You see … I’m certain the author genuinely feels gratitude and means the heartfelt thanks they are expressing, and hopefully, those on the receiving end get – at the very least – a degree of warm feeling.

So, what can we learn from this? Well, what I came away with was this – do write an  acknowledgement, but …

  1. Use it to make your professional thanks – editors, beta readers, publishers & the like.
  2. Don’t use it to brag about the famous people you know, unless you want to to be on the end of eye-rolling, or to incite Giles-Coren-like rage.
  3. Don’t bore the pants off readers by naming Every.Single.Person you know (it’s not a radio show shout out).
  4. Don’t name a vast amount of people, or it will turn in to one of those Oscar-like mind-numbing recitations, instead limit it to those who made a significant contribution (and by that I don’t mean financial).
  5. If you’re going to thank your loved ones and/or family members for putting up with you, make it brief.
  6. Make sure you give thanks to everyone who is due it – do it in private, and do it properly.

As I see it, we should all bear in mind this final bon mot from the pen of Giles Coren: “when I pick up a novel in a bookshop, I shall no longer flick through the pages to see if it sounds like my sort of thing. I shall turn straight to the acknowledgements and if you sound like a dick, it’s going back on the shelf.”

 

What’s your view on acknowledgements? Do you have any tips you’d add to my list?


© Debra Carey, 2020

Author: debscarey

Tweets @debsdespatches My personal blog is Debs Despatches, where I ramble on a variety of topics, including #ISWG reflections; I write fiction on co-hosted site Fiction Can Be Fun and my Life Coaching business is Caring Coaching. I originally blogged at Bunny and the Bloke - now in mothballs.

6 thoughts on “#SecondThoughts: 6 Tips for writing Acknowledgements”
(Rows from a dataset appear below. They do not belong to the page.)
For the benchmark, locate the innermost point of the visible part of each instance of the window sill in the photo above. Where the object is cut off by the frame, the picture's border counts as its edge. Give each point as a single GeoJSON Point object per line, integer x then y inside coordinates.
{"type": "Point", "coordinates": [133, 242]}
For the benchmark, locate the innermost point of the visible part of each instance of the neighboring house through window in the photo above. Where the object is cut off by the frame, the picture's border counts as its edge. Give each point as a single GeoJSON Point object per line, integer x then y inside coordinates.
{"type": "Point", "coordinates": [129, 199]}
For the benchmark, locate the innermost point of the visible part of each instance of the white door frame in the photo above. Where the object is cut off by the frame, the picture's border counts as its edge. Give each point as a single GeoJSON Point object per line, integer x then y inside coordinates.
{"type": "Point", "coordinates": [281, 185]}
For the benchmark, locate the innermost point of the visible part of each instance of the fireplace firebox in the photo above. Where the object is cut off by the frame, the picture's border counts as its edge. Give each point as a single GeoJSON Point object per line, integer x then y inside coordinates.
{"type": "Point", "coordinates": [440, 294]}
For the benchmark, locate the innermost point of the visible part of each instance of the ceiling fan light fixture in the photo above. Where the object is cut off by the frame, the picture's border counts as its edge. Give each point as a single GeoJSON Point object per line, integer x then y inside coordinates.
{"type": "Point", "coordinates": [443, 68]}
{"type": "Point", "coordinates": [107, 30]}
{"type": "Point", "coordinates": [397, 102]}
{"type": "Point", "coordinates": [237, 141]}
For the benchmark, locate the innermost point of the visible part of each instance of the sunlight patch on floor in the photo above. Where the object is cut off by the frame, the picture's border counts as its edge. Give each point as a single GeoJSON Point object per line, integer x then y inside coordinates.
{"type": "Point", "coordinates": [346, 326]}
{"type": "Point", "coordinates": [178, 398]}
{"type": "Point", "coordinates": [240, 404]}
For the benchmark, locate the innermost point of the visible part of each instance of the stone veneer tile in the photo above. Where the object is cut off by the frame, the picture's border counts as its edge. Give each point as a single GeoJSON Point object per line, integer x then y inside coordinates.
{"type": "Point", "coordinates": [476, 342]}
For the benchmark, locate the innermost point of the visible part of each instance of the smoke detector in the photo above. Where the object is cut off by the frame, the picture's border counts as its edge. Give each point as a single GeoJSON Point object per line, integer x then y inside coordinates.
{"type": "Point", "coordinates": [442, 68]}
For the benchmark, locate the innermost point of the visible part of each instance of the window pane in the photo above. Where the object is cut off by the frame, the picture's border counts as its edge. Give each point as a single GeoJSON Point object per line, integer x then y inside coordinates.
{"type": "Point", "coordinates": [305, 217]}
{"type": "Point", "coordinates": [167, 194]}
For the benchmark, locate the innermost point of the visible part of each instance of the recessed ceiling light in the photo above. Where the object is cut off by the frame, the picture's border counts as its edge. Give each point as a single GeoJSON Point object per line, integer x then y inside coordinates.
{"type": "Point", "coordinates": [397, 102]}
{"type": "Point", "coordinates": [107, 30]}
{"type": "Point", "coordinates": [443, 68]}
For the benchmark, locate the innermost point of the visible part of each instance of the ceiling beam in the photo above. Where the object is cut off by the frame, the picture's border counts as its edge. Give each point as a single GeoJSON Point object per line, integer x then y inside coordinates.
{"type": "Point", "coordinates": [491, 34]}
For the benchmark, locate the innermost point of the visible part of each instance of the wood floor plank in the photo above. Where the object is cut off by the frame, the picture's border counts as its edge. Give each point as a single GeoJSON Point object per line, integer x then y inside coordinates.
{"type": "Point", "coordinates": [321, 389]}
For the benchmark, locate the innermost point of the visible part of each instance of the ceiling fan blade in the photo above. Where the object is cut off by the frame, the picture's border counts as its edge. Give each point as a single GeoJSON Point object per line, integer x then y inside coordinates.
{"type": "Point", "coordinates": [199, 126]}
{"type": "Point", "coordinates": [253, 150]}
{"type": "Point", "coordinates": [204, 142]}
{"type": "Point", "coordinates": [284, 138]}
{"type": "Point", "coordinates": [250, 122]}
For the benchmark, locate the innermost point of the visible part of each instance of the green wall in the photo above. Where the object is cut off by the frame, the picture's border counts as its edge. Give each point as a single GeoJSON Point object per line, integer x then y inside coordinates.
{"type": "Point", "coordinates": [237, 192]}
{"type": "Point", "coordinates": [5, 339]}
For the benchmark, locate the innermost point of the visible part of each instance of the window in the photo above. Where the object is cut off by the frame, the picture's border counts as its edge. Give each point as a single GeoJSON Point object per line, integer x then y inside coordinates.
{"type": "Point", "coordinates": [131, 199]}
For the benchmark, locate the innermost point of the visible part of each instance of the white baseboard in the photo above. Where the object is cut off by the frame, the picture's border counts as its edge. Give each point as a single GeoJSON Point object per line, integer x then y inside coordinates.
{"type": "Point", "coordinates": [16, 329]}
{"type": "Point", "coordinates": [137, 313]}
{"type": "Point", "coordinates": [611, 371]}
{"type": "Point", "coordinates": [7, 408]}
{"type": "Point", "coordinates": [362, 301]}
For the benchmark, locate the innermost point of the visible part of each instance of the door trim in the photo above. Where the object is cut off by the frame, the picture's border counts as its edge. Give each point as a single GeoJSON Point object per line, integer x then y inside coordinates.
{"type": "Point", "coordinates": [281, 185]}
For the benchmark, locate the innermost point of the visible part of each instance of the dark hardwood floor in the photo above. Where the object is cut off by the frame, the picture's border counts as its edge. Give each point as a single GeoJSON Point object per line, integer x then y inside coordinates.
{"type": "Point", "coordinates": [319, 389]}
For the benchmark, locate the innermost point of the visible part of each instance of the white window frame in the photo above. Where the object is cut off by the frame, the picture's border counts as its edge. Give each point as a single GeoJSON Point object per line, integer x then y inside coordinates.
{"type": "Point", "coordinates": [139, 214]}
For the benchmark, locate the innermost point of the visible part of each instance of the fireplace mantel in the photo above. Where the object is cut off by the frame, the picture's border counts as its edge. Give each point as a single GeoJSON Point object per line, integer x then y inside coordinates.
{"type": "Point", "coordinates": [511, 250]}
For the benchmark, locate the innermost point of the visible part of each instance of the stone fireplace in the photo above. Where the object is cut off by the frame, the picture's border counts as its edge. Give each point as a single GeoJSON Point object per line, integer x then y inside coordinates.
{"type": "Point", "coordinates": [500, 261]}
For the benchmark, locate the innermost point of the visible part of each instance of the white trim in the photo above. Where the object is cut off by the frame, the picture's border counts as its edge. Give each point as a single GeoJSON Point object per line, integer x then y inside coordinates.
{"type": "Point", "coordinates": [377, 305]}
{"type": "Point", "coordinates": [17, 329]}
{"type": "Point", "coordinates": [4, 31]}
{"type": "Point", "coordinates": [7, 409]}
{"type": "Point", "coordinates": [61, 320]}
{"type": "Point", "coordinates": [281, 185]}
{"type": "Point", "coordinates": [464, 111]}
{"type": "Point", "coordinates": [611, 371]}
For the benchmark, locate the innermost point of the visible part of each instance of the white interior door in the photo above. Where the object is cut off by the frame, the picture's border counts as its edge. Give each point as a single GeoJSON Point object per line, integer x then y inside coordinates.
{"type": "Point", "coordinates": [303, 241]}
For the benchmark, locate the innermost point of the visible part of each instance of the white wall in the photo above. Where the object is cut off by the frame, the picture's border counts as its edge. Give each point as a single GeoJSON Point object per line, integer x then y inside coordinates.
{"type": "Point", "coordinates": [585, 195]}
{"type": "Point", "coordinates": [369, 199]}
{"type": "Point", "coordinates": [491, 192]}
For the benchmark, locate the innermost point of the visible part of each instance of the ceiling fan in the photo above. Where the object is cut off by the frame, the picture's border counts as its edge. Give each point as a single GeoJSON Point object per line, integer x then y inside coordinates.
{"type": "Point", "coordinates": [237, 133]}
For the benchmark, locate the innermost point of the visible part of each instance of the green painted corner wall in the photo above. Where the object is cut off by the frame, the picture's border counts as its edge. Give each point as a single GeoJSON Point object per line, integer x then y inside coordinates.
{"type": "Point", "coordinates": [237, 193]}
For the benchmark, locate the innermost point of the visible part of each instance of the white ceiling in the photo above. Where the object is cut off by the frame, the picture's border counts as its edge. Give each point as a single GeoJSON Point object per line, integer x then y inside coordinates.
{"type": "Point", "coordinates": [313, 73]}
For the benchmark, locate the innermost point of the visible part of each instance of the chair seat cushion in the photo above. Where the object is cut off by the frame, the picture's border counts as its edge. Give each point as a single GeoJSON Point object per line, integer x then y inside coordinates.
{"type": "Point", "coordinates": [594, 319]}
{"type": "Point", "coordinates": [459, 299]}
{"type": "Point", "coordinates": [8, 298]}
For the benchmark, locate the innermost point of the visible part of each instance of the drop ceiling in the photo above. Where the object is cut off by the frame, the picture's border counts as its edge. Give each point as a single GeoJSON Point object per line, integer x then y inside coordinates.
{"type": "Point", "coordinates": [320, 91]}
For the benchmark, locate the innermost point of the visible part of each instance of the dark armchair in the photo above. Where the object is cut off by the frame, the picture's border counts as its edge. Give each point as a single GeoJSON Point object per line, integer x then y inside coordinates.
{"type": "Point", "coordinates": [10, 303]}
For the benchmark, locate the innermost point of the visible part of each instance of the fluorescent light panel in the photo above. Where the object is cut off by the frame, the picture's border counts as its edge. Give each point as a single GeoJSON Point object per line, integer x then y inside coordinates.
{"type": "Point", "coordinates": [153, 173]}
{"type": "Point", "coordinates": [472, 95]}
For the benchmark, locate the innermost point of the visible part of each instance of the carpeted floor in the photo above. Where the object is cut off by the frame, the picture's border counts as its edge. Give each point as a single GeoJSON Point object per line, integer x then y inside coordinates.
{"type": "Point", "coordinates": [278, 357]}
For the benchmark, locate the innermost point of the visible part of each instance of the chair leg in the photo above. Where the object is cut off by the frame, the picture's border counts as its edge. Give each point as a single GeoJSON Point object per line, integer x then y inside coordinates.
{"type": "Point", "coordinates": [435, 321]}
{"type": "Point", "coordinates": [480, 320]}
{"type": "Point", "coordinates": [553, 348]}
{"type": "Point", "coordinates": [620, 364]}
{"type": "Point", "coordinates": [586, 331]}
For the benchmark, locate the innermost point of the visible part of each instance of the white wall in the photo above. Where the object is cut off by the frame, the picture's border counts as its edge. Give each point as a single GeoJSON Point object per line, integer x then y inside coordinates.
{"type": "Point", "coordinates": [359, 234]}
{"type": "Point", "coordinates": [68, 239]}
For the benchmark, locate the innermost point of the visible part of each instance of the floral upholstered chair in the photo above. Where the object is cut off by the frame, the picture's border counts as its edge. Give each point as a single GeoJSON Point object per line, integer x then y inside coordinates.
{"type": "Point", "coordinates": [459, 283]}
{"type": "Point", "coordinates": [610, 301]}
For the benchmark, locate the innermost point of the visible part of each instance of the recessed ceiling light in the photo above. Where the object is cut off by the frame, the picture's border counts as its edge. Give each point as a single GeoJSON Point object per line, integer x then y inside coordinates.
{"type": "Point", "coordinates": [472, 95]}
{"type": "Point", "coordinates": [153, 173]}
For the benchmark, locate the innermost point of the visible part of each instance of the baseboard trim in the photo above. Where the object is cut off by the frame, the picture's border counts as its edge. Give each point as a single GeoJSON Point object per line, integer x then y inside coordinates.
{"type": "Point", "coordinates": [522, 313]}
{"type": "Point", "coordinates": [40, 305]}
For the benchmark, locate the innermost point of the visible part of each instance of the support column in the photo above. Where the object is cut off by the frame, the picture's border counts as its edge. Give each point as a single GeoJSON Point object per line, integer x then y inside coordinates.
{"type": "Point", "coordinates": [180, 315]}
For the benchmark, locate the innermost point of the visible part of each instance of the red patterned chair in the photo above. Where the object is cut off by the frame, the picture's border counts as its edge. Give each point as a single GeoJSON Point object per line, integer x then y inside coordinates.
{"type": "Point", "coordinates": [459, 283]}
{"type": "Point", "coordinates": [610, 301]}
  1. I used to work in an academic library – the sort of place where it was (at one time) more important to be a graduate than a professional librarian and the test of ‘professionalism’ was the number of papers that you had published. It wasn’t necessary that they should be papers on librarianship or books either. When I was questioned about my modest number of publications I used to point to the shelf-full of books where the author had acknowledged my help in their research. So yes, your scale is about right: you do need firstly to thank all those who haved helped in your research, especially the frontline staff that you interact with.

    Liked by 2 people

    1. Thanks Alan, I was surprised when I sat down to actually write the piece to discover I had quite such strong opinions on the subject, so it’s a relief to hear I wasn’t too far off the mark.

      Liked by 1 person

      1. Also, I forgot to add – make sure they know that you have acknowledged their help. If you can’t sent a copy of the monograph at least send a photocopy of the acknowledgments page. And, having re-read the post I see very little virtue in reams of acknowledgements in novels.

        Liked by 2 people

      2. I should probably have been clearer that the focus of the piece was on fiction, but your addition is still very valid regardless of academic or fiction.

        Liked by 1 person

  2. Sometimes it is way too much. I like the ones that mention their pets. That really needs to be written out loud. I do check it out for the ones you mentioned. If I see that name in a number of books (in publishing), I write it down for future reference. Or to avoid working with so and so if the book was a proofreading nightmare +.